How much do you know about the PDC cutter?

About PDC (Polycrystalline Diamond Compact) Cutter

PDC (Polycrystalline Diamond Compact) Cutter is a kind of superhard material that compacts polycrystalline diamond with tungsten carbide substrate at ultra-high temperature and pressure.

The invention of the PDC cutter propelled the fixed-cutter bit to the fore in the drilling industry, and the idea instantly became popular. Since the shearing action of PDC cutters is more effective than the crushing action of a button or toothed bit, fixed cutters- bit are in high demand.

In 1982, PDC drill bits accounted for only 2% of the total feet drilled. In 2010, 65% of the total drilled area was produced by PDC.

How PDC Cutters are made? 

PDC Cutters are made from tungsten carbide substrate and synthetic diamond grit. It is made using a combination of high temperature and high pressure with the catalyst of cobalt alloy to help bond diamond and carbide during the sintering process. During the cooling process, the tungsten carbide shrinks at a rate of 2.5 times faster than the diamond, which combines Diamond and Tungsten Carbide together and thereafter forms a PDC Cutter.
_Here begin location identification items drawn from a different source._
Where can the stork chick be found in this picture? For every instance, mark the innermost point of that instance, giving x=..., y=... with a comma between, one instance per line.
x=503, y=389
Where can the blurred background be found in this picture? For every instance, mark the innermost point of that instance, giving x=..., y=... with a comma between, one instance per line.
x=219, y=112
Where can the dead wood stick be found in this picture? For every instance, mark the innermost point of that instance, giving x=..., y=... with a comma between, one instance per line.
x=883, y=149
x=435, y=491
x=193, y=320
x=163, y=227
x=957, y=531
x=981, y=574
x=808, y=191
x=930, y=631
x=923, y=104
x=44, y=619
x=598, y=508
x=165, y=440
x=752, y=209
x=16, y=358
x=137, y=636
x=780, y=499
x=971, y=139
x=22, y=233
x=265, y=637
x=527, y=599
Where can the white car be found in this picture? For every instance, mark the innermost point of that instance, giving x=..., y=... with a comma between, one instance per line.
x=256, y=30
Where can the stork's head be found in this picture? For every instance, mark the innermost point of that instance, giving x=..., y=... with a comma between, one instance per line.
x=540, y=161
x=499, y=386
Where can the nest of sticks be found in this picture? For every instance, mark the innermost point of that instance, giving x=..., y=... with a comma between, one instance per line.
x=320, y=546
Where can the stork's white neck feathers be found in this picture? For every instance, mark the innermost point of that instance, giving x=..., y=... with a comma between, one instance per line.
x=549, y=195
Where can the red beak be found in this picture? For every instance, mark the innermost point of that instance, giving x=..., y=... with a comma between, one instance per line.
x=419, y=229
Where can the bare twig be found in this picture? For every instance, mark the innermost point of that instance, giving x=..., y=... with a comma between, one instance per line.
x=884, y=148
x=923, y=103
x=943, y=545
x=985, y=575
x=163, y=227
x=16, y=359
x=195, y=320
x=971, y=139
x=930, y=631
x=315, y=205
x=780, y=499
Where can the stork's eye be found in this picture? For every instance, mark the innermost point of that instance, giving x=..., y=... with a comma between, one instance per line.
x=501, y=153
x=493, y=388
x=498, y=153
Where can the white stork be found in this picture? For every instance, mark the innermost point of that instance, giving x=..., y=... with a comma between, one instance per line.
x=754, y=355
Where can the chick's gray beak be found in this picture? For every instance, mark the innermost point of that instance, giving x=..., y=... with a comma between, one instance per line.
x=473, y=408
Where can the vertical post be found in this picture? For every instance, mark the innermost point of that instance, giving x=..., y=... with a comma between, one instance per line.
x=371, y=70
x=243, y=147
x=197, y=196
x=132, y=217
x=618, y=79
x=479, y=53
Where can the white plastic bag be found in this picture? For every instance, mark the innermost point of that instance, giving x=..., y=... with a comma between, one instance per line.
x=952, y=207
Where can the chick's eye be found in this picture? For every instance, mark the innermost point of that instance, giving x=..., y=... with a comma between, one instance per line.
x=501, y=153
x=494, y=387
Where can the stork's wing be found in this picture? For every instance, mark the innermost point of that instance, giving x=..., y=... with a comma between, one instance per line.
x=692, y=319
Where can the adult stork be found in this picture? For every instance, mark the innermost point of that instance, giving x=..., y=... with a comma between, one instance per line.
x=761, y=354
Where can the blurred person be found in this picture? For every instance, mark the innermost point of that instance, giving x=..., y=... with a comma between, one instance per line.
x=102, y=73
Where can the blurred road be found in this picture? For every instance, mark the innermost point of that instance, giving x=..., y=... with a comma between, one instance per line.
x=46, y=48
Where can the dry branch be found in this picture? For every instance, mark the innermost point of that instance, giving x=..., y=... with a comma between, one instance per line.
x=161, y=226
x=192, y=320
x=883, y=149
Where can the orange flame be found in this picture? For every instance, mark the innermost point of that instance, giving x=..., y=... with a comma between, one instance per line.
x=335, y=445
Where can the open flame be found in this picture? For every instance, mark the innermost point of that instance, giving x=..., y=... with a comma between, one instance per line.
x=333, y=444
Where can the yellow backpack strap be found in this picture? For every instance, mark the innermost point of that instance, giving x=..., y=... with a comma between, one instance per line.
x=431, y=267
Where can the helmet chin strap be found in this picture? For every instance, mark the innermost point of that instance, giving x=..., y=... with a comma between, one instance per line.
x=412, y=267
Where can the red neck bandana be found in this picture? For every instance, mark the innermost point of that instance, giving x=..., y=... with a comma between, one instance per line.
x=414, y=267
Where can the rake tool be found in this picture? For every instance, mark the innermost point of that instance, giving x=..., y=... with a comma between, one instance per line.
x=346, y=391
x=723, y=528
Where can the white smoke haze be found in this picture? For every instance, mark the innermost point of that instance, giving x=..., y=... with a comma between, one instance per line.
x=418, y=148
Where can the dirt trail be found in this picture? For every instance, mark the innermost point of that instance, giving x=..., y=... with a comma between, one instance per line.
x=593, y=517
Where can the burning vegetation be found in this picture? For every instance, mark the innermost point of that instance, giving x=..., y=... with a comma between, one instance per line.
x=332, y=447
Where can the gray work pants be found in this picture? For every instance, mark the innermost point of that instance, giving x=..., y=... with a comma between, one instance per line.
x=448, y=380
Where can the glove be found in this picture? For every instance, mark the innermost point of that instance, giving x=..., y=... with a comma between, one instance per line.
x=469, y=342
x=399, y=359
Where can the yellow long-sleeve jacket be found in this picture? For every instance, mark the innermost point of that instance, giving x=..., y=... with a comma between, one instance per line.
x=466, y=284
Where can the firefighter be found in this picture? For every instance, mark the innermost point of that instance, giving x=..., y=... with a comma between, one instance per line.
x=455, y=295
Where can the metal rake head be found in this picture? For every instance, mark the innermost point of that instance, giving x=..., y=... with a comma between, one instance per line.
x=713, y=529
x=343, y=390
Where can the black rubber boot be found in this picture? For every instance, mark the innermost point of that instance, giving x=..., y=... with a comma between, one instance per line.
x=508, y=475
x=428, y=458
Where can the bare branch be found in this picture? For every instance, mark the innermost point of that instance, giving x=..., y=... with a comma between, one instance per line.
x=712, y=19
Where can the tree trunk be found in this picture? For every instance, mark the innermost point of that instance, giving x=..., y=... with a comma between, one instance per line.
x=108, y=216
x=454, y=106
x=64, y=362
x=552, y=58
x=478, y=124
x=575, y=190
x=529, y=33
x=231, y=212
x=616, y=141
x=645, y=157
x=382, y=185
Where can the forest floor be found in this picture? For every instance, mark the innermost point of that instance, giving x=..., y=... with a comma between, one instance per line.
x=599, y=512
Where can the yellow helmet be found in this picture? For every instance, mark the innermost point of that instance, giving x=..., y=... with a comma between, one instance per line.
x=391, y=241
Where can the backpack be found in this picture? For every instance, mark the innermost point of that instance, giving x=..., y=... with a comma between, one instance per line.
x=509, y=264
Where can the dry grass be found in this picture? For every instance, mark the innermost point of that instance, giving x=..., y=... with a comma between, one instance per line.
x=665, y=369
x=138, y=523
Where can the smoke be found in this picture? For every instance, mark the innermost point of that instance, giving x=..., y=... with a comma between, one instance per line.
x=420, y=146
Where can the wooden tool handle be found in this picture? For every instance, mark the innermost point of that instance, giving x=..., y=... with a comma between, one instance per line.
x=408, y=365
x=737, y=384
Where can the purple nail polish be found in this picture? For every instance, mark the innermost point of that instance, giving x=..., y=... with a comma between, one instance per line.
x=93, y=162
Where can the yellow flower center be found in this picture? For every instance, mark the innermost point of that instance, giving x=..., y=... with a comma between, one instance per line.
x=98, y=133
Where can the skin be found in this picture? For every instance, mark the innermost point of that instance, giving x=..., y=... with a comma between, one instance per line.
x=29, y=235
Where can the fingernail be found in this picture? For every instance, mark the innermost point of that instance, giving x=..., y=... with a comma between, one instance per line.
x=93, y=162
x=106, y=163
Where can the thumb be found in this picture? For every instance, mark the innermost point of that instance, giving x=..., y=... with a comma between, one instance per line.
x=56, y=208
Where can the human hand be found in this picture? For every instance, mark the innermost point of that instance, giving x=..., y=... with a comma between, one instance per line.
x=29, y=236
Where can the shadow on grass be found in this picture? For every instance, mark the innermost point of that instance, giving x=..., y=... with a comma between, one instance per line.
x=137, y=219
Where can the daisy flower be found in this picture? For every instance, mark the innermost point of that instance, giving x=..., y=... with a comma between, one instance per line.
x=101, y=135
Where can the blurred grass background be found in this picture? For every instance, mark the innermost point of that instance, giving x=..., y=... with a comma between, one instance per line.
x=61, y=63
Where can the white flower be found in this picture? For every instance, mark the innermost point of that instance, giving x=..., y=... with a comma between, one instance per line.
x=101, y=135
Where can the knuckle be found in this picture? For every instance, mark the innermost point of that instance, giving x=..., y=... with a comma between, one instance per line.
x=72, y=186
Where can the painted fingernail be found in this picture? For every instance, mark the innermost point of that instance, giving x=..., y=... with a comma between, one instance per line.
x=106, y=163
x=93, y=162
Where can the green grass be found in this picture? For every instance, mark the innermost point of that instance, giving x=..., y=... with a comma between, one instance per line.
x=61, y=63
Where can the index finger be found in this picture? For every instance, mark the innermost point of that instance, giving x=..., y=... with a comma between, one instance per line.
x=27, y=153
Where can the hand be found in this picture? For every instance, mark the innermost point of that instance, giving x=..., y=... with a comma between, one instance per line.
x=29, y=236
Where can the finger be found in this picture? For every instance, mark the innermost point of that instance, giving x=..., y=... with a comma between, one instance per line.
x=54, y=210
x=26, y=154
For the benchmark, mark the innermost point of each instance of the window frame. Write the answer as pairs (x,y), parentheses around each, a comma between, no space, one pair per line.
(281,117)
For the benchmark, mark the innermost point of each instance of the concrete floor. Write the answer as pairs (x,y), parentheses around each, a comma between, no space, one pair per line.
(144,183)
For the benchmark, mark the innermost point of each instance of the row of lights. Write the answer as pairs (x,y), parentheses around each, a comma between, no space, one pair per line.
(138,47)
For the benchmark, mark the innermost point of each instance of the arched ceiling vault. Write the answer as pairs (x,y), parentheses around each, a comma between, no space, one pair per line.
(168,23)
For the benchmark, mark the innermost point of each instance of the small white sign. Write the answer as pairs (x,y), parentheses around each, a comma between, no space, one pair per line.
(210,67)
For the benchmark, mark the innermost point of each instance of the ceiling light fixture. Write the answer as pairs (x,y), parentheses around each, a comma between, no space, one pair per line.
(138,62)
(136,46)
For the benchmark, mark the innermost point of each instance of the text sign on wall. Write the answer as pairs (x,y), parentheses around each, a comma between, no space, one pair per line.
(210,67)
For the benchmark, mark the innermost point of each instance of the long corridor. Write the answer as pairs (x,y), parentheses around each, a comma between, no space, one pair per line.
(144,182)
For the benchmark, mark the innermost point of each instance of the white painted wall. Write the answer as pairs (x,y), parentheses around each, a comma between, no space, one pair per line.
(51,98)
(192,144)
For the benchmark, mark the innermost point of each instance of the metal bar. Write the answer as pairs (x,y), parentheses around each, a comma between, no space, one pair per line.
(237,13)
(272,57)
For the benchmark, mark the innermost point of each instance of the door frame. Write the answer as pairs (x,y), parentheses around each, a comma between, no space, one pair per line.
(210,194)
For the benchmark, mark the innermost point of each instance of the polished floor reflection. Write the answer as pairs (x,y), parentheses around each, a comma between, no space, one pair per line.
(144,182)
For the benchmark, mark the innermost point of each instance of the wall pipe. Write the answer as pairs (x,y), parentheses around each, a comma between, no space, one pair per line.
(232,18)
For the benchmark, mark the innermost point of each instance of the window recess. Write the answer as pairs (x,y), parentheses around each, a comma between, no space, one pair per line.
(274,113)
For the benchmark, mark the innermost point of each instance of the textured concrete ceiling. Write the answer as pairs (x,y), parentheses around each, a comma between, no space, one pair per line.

Characteristics and Applications

Since PDC Cutters consist of diamond grit and tungsten carbide substrate, it combines advantages of both diamond and tungsten carbide： 

1. High abrasion resistant

2. High impact resistant  

3. High thermal stable

Now PDC Cutters are widely applied to oilfield drilling, gas and geological exploration, coal mining, and many other drilling and milling applications, tooling as PDC Drill Bits, such as Steel PDC Drill Bits & Matrix PDC Drill Bits for oil drilling and Tri-cone PDC Drill Bits for coal mining.

Limitations

Impact damage, heat damage, and abrasive wear all inhibit a drill bit's performance and can occur in even the softest geological formations. However, the most difficult formation for a PDC bit to drill is extremely abrasive ones.

Large VS small cutter

As a general rule, large cutters (19mm to 25mm) are more aggressive than small cutters. However, they may increase torque fluctuations. Additionally, if the BHA has not been designed to handle the increased aggressiveness, instability may result.

Smaller cutters (8mm, 10mm, 13mm, and 16mm) have been shown to drill at higher ROP than large cutters in certain applications. One such application is limestone.
Also, bits are designed with smaller cutters but more of them can withstand higher impact loading. 

Additionally, small cutters produce smaller cuttings while large cutters produce larger cuttings. Large cuttings may cause problems with hole cleaning if the drilling fluid cannot carry the cuttings up the annulus.

cutter shape

The most common PDC shape is the cylinder, partly because cylindrical cutters can be easily arranged within the constraint of a given bit profile to achieve large cutter densities. Electron wire discharge machines can precisely cut and shape PDC diamond tables. The nonplanar interface between the diamond table and substrate reduces residual stresses. These features improve resistance to chipping, spalling, and diamond table delamination. Other interface designs maximize impact resistance by minimizing residual stress levels.